Data-driven Energy Efficiency Modelling in Large-scale Networks: An Expert Knowledge and ML-based Approach
David López-Pérez, Antonio De Domenico, Nicola Piovesan, Merouane Debbah
TL;DR
SRCON introduces a data-driven, mixed ML and expert framework to model network energy efficiency under carrier shutdown in large-scale 4G/5G deployments. By decomposing the problem into ML-based energy and UE rate models plus an expert ABM that captures stochastic shutdown and handover dynamics, SRCON achieves statistically indistinguishable network behavior without drive testing or ray-tracing. Empirical results on real metropolitan data show SRCON outperforms a leading operator baseline by substantial margins in energy consumption, UE throughput, and related KPIs, while offering robust generalization through a white-box ABM guiding ML inputs.

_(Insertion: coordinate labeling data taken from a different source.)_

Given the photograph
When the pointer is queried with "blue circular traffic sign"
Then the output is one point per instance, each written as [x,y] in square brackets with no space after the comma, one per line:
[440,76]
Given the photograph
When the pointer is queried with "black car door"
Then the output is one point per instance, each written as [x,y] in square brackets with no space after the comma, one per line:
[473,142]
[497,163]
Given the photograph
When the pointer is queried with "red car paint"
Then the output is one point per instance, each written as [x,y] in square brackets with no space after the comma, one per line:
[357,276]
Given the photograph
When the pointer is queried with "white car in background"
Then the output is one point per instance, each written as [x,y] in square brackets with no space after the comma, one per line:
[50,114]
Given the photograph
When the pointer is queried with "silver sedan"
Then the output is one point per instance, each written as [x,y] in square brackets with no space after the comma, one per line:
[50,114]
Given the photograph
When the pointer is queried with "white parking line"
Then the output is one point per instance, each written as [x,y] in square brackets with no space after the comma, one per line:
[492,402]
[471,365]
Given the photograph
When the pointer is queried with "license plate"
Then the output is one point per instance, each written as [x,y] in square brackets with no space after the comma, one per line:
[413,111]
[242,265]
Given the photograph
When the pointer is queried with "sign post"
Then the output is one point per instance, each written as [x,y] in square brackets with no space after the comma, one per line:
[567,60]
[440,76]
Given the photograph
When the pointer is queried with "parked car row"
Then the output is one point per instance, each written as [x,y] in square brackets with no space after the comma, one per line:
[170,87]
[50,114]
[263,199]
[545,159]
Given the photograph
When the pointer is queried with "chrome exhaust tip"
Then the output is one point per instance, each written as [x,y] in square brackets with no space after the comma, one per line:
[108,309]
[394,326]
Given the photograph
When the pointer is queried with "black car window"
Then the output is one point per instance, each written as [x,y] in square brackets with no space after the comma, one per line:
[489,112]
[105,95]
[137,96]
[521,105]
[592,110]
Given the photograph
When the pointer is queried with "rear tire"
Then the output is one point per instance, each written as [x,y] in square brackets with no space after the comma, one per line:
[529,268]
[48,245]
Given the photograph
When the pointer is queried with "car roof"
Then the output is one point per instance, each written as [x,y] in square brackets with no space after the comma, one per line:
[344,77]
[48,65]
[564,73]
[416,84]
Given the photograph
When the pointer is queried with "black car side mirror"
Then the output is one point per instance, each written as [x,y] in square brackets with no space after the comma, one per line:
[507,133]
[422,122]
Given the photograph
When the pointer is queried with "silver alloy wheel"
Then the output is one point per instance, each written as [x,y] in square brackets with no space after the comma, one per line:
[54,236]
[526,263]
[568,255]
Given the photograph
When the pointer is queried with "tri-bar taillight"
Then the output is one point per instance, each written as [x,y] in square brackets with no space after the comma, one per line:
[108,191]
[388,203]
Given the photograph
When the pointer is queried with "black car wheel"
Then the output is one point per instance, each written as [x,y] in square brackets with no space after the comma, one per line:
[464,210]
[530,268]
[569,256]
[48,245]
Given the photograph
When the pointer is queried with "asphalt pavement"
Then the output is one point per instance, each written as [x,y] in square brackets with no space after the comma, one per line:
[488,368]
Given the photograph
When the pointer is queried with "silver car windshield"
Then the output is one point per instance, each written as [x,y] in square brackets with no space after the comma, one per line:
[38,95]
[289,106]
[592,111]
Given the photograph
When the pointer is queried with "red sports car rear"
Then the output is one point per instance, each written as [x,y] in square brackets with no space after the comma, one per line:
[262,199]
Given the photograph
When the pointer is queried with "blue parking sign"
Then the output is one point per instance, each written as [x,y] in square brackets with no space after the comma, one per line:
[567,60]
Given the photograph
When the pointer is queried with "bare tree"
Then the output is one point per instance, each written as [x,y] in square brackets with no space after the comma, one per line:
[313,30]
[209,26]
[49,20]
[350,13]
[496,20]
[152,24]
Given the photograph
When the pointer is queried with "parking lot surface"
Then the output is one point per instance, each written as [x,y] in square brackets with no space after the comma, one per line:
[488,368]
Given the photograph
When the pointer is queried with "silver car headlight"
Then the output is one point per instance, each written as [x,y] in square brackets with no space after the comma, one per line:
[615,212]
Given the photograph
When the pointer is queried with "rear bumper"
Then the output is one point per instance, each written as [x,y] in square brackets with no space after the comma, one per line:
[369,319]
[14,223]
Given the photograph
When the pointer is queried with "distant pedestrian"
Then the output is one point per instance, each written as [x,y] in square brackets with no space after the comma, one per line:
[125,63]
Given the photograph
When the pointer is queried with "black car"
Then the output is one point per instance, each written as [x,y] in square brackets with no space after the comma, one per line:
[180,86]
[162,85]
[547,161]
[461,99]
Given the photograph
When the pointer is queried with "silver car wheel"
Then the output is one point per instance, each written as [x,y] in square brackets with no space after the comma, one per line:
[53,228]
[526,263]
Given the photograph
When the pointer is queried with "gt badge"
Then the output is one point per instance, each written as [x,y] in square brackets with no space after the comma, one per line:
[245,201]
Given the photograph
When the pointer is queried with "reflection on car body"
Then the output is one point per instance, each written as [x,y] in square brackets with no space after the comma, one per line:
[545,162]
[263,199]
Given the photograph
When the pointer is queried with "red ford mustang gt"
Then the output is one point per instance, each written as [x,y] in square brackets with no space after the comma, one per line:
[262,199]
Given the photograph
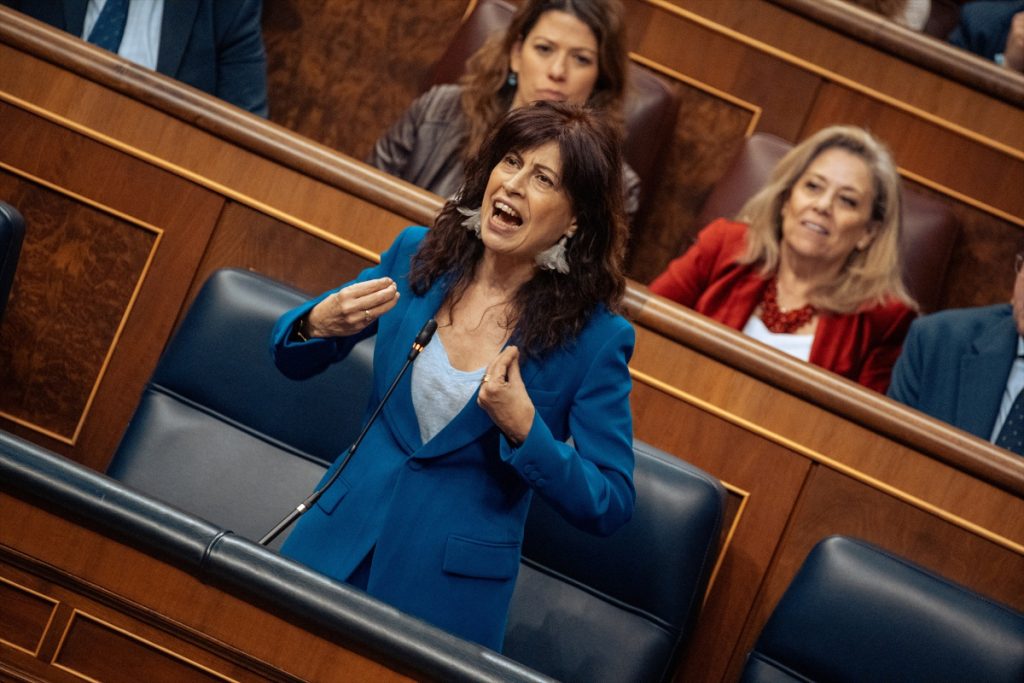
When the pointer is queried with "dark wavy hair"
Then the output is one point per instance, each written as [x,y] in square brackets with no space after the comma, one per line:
[551,308]
[486,94]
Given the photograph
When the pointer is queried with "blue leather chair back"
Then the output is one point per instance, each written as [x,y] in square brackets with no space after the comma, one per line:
[11,236]
[619,608]
[219,431]
[855,612]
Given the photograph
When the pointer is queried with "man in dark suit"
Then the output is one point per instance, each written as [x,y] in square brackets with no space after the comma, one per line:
[994,30]
[212,45]
[966,366]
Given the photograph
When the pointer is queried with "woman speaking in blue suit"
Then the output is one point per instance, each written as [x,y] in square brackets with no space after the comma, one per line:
[522,272]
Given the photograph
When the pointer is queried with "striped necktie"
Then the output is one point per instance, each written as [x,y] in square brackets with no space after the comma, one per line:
[1012,433]
[110,26]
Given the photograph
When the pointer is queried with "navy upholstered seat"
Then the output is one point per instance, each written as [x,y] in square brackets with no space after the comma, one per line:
[855,612]
[219,431]
[619,608]
[11,236]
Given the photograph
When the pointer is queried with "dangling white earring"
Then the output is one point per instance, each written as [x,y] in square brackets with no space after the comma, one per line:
[472,222]
[553,258]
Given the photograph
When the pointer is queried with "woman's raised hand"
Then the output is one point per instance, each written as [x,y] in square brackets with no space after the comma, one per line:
[350,309]
[504,397]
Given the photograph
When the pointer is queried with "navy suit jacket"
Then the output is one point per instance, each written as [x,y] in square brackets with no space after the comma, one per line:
[444,519]
[984,27]
[954,366]
[212,45]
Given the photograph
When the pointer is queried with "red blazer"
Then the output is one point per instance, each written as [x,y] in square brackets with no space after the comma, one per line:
[862,346]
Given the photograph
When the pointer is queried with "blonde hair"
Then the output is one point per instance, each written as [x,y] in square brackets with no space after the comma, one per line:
[870,275]
[486,94]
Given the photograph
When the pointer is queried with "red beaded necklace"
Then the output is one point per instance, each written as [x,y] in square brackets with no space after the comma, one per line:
[779,321]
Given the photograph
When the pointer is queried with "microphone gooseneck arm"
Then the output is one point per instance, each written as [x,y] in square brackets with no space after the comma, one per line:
[422,339]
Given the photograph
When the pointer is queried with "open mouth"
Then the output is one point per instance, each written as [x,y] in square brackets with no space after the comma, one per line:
[506,216]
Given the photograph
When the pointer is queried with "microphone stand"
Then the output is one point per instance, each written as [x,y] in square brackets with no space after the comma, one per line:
[422,339]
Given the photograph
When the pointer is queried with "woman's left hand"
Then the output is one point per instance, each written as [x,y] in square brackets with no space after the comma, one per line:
[504,397]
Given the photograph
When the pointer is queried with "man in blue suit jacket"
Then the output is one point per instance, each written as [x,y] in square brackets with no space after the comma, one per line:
[984,28]
[955,365]
[446,531]
[212,45]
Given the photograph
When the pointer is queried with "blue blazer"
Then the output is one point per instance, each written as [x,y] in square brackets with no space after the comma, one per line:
[444,519]
[212,45]
[984,26]
[954,366]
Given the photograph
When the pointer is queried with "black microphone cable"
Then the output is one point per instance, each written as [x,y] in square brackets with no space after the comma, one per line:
[422,339]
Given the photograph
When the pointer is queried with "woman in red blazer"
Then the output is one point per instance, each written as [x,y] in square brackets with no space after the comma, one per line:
[814,267]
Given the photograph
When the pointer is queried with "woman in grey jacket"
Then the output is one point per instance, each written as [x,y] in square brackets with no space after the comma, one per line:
[565,50]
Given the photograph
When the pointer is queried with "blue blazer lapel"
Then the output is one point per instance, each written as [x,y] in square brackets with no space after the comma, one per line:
[175,30]
[983,377]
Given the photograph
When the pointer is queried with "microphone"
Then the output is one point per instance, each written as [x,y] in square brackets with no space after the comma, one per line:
[422,339]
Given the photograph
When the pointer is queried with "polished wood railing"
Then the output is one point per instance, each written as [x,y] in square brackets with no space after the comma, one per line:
[135,188]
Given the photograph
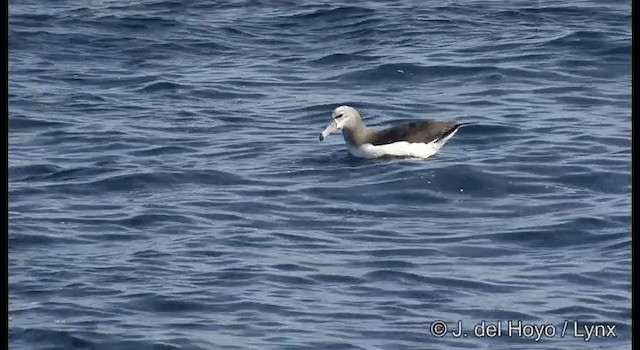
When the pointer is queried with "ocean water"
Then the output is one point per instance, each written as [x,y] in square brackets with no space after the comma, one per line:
[167,188]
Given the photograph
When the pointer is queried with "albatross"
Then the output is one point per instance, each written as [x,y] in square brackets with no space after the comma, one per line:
[418,139]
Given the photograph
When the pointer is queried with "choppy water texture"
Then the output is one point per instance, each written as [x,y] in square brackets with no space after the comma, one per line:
[168,189]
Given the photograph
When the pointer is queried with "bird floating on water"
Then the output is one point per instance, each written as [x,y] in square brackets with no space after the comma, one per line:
[418,139]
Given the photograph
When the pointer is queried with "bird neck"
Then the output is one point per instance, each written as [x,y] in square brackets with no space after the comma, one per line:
[358,134]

The framework enables practical optimization of energy-saving policies with scalable data requirements, supporting future real-time or near-real-time extensions.
Abstract
The energy consumption of mobile networks poses a critical challenge. Mitigating this concern necessitates the deployment and optimization of network energy-saving solutions, such as carrier shutdown, to dynamically manage network resources. Traditional optimization approaches encounter complexity due to factors like the large number of cells, stochastic traffic, channel variations, and intricate trade-offs. This paper introduces the simulated reality of communication networks (SRCON) framework, a novel, data-driven modeling paradigm that harnesses live network data and employs a blend of machine learning (ML)- and expert-based models. These mix of models accurately characterizes the functioning of network components, and predicts network energy efficiency and user equipment (UE) quality of service for any energy carrier shutdown configuration in a specific network. Distinguishing itself from existing methods, SRCON eliminates the reliance on expensive expert knowledge, drive testing, or incomplete maps for predicting network performance. This paper details the pipeline employed by SRCON to decompose the large network energy efficiency modeling problem into ML and expert-based submodels. It demonstrates how, by embracing stochasticity, and carefully crafting the relationship between such submodels, the overall computational complexity can be reduced and prediction accuracy enhanced. Results derived from real network data underscore the paradigm shift introduced by SRCON, showcasing significant gains over a state-of-the art method used by a operator for network energy efficiency modeling. The reliability of this local, data-driven modeling of the network proves to be a key asset for network energy-saving optimization.